月子が知る中で唯一、どれだけ痛め付けても態度を曲げなかったのは彼だけである。
そんな彼は、一触即発の空気にも関わらず素っ頓狂な声をあげているのだが。
「あの! 月子ちゃん、僕の作ったもの以外でもご飯食べてたってほんと!? しかも二回!?」
「……シオリの作る弁当では少し足りないんだ」
「少し……?」
シオリが最後に零した言葉が、戦いの合図となった。
ガアン――響いたのは異世界で凡そ聴くことのない、乾いた音。この世で、ドルフ・キリエズヤただ一人だけが奏でられる音色。
一発の銃声。
彼女は月子が視線をシオリへと向ける一瞬を見逃さず、工房より転送した歩兵銃を放っていた。
月子の体が、がくんと、後ろに傾いた。
「つッ――……!?」
喰らった。撃たれた。脳天を。銃弾が。
シオリがそれらを認識して叫ぶ直前。
弓神月子の肉体が前方に飛び出た。ドルフ・キリエズヤの勝ち誇るでもない冷徹な表情に、驚きの色が広がった。
金色の影が音の速さで接近する。頭部から、夥しく赤黒い血を流しながら。
――不死身か、コレは!
生まれて初めて、頭を撃たれても死ななかった人間に遭遇して、それでもドルフは冷静に行動する。
撃たれて死なないならば、死ぬまで撃てばいいだけの道理。何も銃を撃つだけがドルフの取り柄ではない。
正面から制圧し、動きを抑える。それからゆっくりと弱点を探して調理する。ドルフは撃ち終えた歩兵銃を槍のように持ち直し、半壊した建物の壁を背に待ち構えた。
迫る右正拳。銃で絡め取り、腕の関節を押さえ。
ようとした、その直前、
「っ!」
――死の一文字が、ドルフの脳裏を駆け巡った。
戦士としての生存本能が発した警鐘に従い、身を捩る。【鬼神】の腰の入った拳がドルフのいた場所を通過する。
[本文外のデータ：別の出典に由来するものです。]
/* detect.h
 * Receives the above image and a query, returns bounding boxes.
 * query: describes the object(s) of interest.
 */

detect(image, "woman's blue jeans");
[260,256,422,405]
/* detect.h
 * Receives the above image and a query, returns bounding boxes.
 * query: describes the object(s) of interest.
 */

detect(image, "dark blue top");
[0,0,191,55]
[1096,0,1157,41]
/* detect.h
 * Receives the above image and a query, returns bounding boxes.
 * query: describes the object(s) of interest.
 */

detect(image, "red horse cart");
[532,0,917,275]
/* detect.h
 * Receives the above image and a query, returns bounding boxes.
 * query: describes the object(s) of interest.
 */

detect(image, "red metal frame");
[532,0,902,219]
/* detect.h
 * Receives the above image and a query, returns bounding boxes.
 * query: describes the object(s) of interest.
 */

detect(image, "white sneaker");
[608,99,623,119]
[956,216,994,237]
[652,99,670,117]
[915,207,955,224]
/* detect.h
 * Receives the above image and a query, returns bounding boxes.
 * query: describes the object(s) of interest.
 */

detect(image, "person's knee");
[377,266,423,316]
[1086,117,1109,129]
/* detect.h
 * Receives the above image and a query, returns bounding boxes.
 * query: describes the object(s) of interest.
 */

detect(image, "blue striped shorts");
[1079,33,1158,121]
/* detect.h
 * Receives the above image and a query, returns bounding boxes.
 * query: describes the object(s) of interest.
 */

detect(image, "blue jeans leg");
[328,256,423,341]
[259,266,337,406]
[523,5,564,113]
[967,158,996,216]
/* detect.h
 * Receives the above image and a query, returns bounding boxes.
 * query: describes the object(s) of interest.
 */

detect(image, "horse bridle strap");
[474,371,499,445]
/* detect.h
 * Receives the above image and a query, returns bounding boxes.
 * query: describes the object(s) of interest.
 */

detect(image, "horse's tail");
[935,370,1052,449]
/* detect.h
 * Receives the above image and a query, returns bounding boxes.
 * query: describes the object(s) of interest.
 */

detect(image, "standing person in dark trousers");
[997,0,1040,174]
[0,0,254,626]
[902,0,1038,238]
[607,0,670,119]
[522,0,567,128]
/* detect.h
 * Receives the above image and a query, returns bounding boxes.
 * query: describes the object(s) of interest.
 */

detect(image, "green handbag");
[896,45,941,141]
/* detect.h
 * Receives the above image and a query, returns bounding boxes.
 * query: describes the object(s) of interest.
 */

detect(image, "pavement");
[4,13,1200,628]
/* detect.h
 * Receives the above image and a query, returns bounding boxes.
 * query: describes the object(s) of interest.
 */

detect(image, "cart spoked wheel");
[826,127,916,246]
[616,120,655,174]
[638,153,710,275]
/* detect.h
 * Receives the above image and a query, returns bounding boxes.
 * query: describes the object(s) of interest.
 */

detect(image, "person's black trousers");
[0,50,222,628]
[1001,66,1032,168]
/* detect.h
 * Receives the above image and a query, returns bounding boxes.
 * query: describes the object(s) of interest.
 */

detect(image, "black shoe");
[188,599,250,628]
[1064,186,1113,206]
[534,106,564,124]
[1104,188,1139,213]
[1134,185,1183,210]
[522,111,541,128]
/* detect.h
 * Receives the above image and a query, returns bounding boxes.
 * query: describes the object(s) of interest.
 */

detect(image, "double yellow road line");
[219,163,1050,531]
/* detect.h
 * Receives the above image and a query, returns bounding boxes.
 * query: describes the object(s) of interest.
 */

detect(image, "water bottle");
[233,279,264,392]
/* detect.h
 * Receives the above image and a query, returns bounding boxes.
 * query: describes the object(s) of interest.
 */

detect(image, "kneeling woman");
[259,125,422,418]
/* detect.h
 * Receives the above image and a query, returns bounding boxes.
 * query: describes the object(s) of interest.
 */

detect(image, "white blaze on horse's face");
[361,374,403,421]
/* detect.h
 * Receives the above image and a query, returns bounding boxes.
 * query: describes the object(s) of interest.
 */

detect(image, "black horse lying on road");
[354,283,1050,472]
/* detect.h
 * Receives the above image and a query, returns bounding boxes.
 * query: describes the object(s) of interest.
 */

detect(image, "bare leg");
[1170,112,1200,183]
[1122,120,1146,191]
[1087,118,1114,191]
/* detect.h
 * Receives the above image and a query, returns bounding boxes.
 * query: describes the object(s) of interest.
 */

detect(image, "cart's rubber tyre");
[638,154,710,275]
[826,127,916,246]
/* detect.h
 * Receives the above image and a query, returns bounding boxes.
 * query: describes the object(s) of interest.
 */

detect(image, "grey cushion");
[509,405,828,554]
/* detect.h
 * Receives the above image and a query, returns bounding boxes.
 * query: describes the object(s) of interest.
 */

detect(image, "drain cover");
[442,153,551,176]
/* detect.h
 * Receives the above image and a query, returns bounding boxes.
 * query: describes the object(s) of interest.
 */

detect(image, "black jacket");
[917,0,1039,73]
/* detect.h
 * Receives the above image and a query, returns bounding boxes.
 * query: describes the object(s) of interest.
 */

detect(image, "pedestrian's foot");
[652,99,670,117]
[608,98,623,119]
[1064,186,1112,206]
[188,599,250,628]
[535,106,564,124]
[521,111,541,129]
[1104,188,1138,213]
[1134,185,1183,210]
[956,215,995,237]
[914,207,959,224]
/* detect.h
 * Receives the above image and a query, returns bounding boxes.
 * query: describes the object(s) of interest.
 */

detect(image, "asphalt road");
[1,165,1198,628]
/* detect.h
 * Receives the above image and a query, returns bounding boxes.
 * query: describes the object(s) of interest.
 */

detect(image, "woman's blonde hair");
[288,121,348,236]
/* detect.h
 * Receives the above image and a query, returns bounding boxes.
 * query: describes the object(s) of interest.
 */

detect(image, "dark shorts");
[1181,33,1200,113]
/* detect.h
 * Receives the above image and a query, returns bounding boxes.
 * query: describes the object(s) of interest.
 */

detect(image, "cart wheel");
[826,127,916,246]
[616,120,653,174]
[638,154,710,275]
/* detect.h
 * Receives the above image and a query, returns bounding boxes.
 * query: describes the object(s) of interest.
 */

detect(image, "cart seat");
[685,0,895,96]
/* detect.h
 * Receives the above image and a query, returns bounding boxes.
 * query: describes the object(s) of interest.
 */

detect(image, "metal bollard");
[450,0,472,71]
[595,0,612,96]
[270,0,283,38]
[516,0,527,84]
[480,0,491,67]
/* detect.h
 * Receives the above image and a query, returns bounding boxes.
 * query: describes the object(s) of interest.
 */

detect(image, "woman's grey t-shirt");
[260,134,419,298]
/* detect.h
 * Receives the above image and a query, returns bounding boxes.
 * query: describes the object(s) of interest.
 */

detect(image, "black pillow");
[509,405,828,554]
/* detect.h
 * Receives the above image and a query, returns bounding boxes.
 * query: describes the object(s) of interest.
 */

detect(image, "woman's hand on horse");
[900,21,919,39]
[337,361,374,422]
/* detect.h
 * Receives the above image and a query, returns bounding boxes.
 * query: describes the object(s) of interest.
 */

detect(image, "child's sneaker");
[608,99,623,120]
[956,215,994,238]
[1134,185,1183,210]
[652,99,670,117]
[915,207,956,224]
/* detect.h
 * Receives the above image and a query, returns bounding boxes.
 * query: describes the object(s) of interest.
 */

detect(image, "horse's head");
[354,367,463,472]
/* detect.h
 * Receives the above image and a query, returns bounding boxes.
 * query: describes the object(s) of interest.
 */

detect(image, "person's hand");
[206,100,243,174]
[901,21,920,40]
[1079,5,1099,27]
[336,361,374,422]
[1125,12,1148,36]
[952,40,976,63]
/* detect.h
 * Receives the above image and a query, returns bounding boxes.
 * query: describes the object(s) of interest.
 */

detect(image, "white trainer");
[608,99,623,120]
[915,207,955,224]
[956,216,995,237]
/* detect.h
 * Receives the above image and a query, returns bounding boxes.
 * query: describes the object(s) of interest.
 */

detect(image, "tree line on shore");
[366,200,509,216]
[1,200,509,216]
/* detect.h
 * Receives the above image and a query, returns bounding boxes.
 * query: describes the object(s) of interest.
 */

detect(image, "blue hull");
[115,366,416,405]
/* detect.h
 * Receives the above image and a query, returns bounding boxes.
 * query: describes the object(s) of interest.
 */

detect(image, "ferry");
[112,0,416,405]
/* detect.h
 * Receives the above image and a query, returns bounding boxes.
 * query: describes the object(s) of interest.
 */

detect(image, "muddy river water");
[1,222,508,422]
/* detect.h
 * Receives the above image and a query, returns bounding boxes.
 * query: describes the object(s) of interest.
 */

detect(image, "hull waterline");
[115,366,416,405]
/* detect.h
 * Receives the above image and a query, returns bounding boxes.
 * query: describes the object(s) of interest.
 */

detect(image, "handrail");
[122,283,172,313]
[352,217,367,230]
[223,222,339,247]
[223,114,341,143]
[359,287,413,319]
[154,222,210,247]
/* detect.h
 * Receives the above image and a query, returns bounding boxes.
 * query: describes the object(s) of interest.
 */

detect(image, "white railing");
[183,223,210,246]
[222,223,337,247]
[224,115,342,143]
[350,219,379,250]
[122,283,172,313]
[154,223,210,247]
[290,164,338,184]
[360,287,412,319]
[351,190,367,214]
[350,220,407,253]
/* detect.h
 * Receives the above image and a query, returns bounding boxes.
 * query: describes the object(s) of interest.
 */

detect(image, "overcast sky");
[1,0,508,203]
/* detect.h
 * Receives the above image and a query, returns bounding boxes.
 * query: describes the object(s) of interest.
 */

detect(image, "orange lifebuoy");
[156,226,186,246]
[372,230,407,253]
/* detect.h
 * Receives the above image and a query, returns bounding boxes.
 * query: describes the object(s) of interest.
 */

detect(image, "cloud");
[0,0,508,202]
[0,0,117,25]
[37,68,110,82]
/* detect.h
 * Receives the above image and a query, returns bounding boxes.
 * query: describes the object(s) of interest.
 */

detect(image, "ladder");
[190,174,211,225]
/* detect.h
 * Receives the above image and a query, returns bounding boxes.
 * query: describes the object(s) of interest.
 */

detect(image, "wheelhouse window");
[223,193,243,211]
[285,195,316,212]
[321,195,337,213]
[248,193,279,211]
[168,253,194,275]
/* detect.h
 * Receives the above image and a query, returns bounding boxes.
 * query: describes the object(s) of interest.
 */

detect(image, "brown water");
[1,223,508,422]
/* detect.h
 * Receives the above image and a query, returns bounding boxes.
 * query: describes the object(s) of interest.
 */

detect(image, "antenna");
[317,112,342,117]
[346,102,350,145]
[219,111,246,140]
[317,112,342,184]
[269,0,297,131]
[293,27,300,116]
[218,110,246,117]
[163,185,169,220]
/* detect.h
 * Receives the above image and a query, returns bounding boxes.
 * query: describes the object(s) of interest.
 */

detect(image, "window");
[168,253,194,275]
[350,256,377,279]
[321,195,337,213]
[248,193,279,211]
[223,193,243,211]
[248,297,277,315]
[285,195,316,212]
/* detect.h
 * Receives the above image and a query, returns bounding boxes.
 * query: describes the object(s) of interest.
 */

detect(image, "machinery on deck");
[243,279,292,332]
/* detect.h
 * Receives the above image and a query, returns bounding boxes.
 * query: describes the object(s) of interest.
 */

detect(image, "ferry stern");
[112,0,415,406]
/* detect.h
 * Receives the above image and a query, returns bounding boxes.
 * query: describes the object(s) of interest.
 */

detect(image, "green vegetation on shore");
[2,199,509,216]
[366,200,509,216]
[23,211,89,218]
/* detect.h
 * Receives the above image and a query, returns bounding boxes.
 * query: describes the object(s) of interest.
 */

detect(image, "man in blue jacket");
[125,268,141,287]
背にしていた壁が砕け、建物全体が不自然な挙動で吹き飛んだ。それはまるで凄まじい衝撃で内から破裂したかのような。
「……ッ! なんという膂力だ、貴様、人間か!?」
あたかも人の姿をした巨大な竜と戦っているかの錯覚を覚え、ドルフが思わず叫ぶ。
落下する瓦礫を避け、距離を取りつつ更に口を動かしながらも手を止めはしない。追加の歩兵銃を取り出して、今一度脳天へと撃ち放つ。
ギィン――鉄と鉄がぶつかり、擦れ合う音。
今度は、月子の鞘から抜かれた刀身によって弾道が曲げられた。ドルフの精密にあまりある銃の腕前は決して弾を外さないと、月子はとうに見抜いている。
「さて、どうだろうな」
月子が飛び掛かる。不安定な足元。ドルフが銃を盾に退く。鋼鉄で覆われた銃身がいとも容易く断たれた。
まるで炎で熱し鍛えられている最中のような赤熱した刀は、奇怪な甲高い音を立てて小刻みに震えていた。
『受け太刀』ができない――。
銃身の長い歩兵銃では至近距離の相手は撃てない。そしてユガミツキコの攻撃は、全てが一撃必殺。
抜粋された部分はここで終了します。